Thermo-Mechanical Calculation of Printed Circuit Heat Exchanger Using Homogenization

The Finite-Element Method (FEM) is mainly used to design Compact Heat Exchanger structures. However, the narrow channel structures require fine mesh to accurately compute stress and strain. Combined with the dimensions of the overall component, this leads to an excessively large numerical model and therefore long computing time. This is especially true for transient thermal analyses, which require taking into account the full geometry. It is therefore interesting to reduce the size of the mesh. Periodic homogenization is an efficient method for achieving this goal. It can be applied to the core of the structure when periodic patterns (identified on basis of the arrangement of the channels) exist. A method based on this technique, with some improvements, is proposed in this paper for thermal loading without internal pressure. In addition to the Equivalent Homogenous Medium (EHM) replacing the periodic patterns, some explicit channels are interposed between the EHM and the cover plates. This has two advantages. The first is to smooth the transition of stiffness between the cover plates and the homogenized medium. The second one is to be able to directly compute stress and strain on the most critical channels located in this area. This paper assesses the method’s effectiveness for thermal loadings in order to conduct thermal stress analyses. First, the equivalent elastic constants of the EHM are obtained with a numerical Finite Elements Method.
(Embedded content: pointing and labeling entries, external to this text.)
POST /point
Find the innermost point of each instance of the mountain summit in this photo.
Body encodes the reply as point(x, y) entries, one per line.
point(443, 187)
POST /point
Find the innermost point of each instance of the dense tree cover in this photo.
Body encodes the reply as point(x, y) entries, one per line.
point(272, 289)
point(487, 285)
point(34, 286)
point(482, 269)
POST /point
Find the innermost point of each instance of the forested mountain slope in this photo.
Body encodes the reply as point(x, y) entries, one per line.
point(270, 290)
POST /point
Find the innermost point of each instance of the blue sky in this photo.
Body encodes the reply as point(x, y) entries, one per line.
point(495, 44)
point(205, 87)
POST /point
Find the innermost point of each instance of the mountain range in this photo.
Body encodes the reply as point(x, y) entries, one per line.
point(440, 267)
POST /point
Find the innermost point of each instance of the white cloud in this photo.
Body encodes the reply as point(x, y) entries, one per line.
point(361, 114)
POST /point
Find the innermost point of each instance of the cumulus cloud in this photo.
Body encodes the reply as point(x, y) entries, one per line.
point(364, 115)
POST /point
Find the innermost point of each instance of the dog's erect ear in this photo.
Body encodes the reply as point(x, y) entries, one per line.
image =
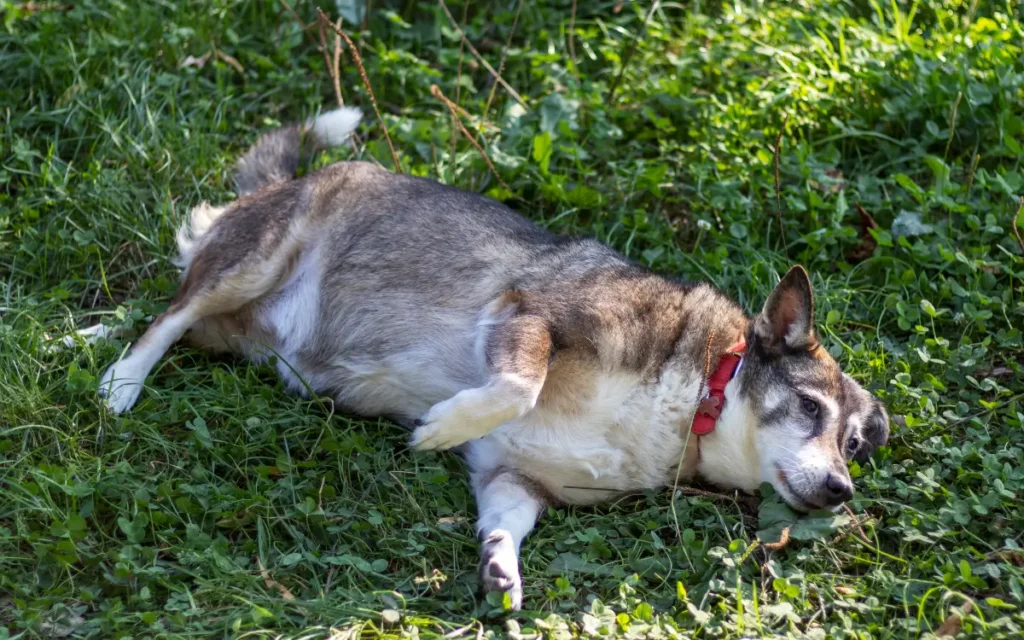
point(787, 318)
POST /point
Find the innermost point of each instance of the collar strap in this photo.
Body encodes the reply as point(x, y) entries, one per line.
point(711, 407)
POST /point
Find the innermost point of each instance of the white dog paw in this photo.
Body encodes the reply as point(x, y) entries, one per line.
point(89, 336)
point(500, 567)
point(455, 421)
point(121, 386)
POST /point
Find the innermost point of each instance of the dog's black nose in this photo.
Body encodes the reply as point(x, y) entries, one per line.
point(838, 488)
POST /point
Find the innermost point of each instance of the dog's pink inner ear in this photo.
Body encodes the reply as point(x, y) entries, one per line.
point(788, 314)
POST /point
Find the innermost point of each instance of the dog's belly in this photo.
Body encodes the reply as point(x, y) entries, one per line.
point(379, 353)
point(623, 440)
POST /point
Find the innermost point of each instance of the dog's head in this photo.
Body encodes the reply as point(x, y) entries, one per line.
point(801, 415)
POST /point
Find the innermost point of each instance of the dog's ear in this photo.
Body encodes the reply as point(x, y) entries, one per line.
point(787, 318)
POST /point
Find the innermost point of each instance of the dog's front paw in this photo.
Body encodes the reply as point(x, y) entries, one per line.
point(500, 567)
point(121, 386)
point(455, 421)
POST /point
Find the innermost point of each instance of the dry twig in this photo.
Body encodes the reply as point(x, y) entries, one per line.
point(436, 92)
point(576, 68)
point(778, 189)
point(783, 540)
point(1017, 231)
point(321, 15)
point(515, 94)
point(505, 53)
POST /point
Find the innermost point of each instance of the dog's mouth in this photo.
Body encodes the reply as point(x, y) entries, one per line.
point(792, 496)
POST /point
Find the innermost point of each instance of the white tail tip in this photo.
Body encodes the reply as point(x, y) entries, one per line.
point(334, 127)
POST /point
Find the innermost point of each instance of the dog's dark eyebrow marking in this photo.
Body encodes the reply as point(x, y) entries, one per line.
point(819, 423)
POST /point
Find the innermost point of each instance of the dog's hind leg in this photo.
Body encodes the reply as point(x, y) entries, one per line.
point(246, 254)
point(508, 509)
point(518, 351)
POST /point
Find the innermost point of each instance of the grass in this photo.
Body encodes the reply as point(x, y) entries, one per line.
point(223, 507)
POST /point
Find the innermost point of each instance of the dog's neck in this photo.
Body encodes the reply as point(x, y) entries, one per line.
point(729, 454)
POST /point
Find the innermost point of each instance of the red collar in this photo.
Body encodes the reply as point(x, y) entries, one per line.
point(711, 407)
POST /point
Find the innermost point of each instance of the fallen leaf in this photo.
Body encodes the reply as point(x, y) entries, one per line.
point(272, 584)
point(198, 62)
point(952, 625)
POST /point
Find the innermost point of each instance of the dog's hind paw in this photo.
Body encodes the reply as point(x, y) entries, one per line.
point(121, 386)
point(500, 567)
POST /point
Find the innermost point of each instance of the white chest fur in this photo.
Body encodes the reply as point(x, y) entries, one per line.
point(628, 436)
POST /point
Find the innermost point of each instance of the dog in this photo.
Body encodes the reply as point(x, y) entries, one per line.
point(561, 372)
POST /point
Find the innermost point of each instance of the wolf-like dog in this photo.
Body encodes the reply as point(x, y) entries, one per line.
point(561, 372)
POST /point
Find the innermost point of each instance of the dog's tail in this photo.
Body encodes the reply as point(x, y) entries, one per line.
point(275, 156)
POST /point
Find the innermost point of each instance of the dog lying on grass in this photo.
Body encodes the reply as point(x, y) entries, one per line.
point(561, 372)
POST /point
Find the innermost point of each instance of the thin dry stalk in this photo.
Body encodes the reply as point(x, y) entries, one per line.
point(337, 66)
point(454, 109)
point(630, 51)
point(505, 54)
point(462, 49)
point(778, 189)
point(366, 82)
point(333, 68)
point(576, 68)
point(1017, 231)
point(469, 45)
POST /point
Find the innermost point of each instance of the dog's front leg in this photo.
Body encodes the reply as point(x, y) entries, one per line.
point(508, 509)
point(518, 351)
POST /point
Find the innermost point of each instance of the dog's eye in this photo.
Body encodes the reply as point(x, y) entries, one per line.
point(809, 406)
point(852, 444)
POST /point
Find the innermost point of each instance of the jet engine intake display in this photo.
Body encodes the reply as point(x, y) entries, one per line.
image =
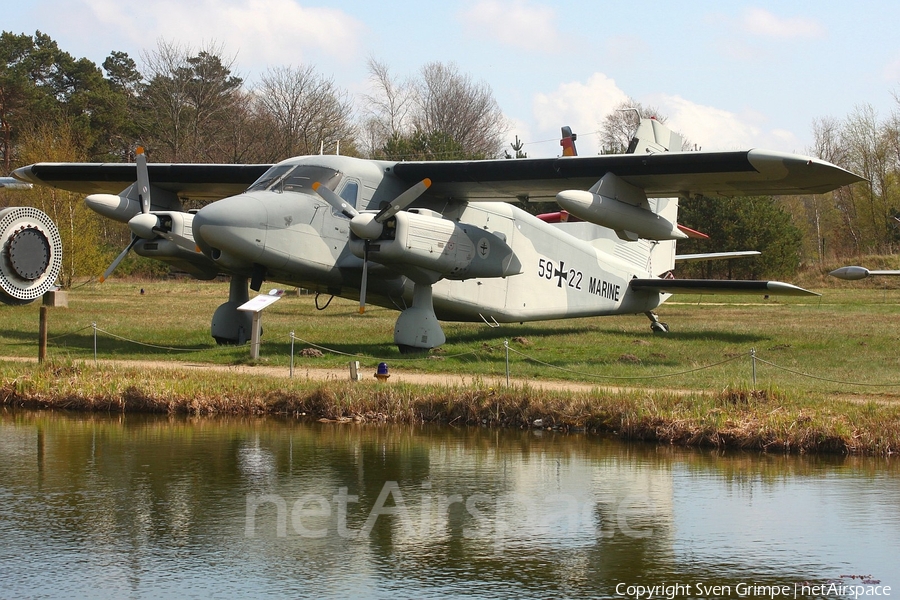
point(30, 254)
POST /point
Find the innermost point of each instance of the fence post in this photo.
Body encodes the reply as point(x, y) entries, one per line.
point(753, 362)
point(506, 345)
point(42, 336)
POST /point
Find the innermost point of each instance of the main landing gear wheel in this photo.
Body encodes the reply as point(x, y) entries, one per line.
point(30, 254)
point(656, 326)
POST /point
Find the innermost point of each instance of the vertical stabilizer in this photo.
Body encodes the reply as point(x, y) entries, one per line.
point(652, 137)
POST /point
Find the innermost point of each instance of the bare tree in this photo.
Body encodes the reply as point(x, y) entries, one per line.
point(618, 126)
point(306, 111)
point(386, 109)
point(450, 103)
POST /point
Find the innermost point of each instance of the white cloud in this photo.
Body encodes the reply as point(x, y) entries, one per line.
point(759, 21)
point(260, 32)
point(713, 128)
point(582, 106)
point(518, 24)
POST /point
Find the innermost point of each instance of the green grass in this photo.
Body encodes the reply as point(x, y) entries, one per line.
point(845, 338)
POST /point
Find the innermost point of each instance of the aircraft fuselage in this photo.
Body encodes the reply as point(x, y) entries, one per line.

Then, two 2D cases using EHM are compared against a 2D explicit model (i.e. explicit geometry for the core channels). These cases are chosen to validate the EHM itself and its effectiveness for a real section of the heat exchanger. Results show very good agreement with a relative difference lower than 1%. In addition, the sensitivity to the number of layers added between the EHM and the cover plates is analysed. It is recommended interposing at least two layers of patterns to obtain converged results for the considered configuration. Finally, a triangular mesh is considered to reduce the size of the model. No difference with a regular quadrangular mesh can be observed whereas the computing time is reduced. This method can be used to perform the design of any CHE under thermal loading as long as the channel arrangement shows periodicity.